Overview
This article discusses the migration of Espresso, LinkedIn's distributed data store, to a new Netty4-based framework, highlighting significant performance and capacity improvements. It details the architecture of Espresso, the benefits of the Netty framework, and the results of the migration in terms of latency and throughput.
What You'll Learn
1
How to modernize a distributed data store using the Netty framework
2
Why implementing a new thread model can enhance performance in multi-threaded applications
3
How to measure performance improvements in a large-scale system migration
Key Questions Answered
What improvements were achieved by migrating Espresso to the Netty framework?
The migration to the Netty framework resulted in significant performance improvements, including a 100x reduction in OldGen GC and a 60% reduction in latency for write-heavy clusters. Read-heavy clusters also experienced latency improvements due to the new thread model and native epoll support.
What are the major features implemented in the new Netty framework for Espresso?
The new Netty framework for Espresso includes a new thread model for I/O operations, better memory management with direct buffer pooling, streamlined asynchronous handling, and native epoll support for socket connections, all aimed at enhancing performance and capacity.

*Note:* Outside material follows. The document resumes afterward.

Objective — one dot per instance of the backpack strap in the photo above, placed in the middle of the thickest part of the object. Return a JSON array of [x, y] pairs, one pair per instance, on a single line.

How does the new thread model improve Espresso's performance?
The new thread model avoids inter-thread locking by using thread-local variables, which enhances CPU cache hit rates and reduces contention between I/O threads, leading to improved performance in data processing.

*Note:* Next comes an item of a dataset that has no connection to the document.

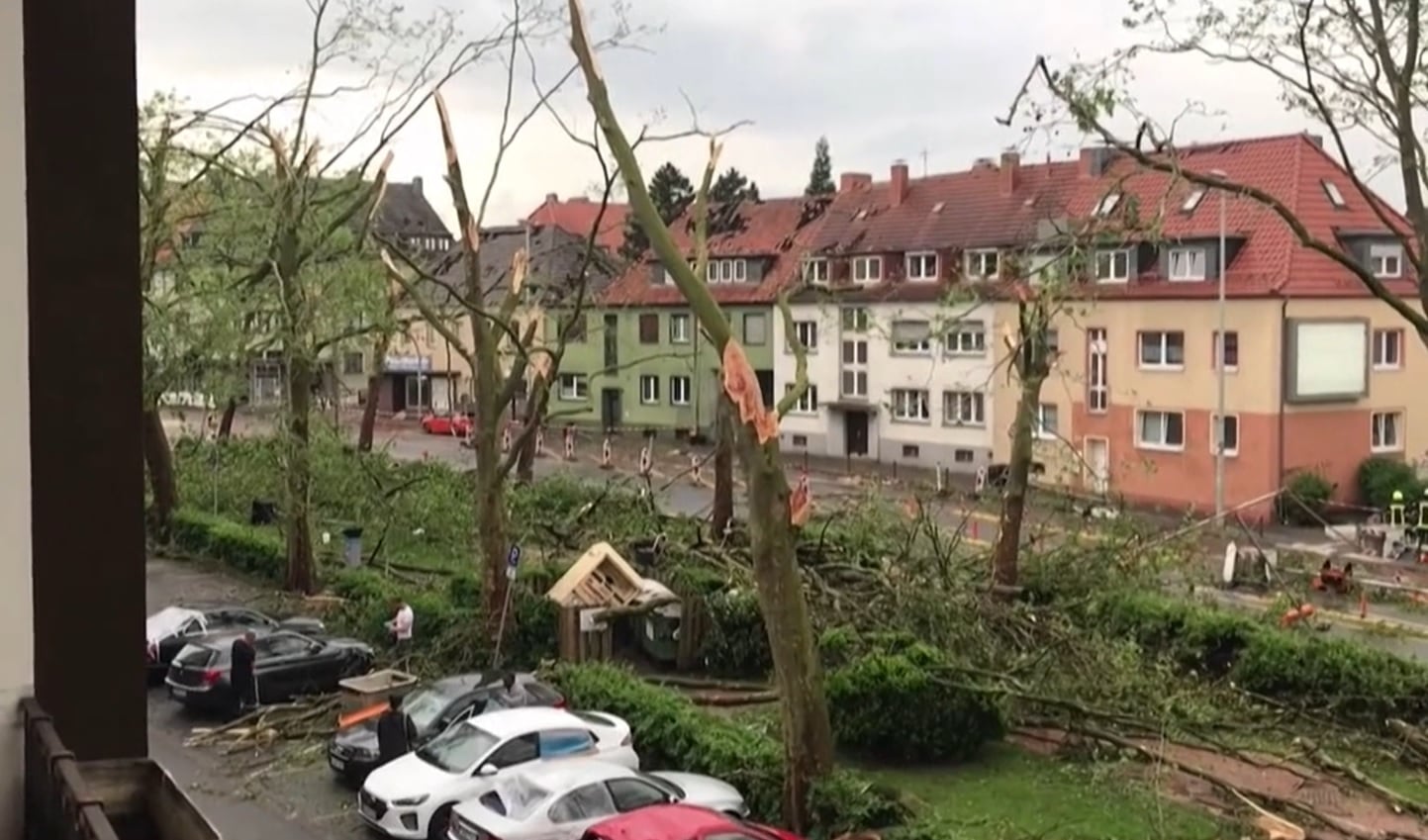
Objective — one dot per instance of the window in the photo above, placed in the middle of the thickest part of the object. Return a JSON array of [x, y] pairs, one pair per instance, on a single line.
[[983, 263], [1334, 196], [911, 337], [1160, 430], [1227, 431], [1231, 349], [1187, 263], [966, 338], [1166, 350], [1047, 420], [815, 270], [725, 272], [1388, 349], [679, 390], [921, 266], [1385, 260], [909, 406], [808, 334], [1386, 431], [574, 386], [756, 328], [867, 269], [808, 402], [964, 409], [680, 328], [1098, 390], [1112, 266]]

What metrics were used to measure the performance of Espresso after migration?
Metrics used for performance measurement included JVM GC times, latency (P99 and max latencies), and capacity measured in Read Capacity Units (RCU) and Write Capacity Units (WCU), providing a comprehensive view of system performance pre- and post-migration.
Key Statistics & Figures
OldGen GC reduction
100x
Observed in write-heavy clusters after migration to Netty framework.
YoungGen GC reduction
10x
Noted in write-heavy clusters post-migration.
Latency reduction for write-heavy clusters
60%
Measured after the migration to the new Netty framework.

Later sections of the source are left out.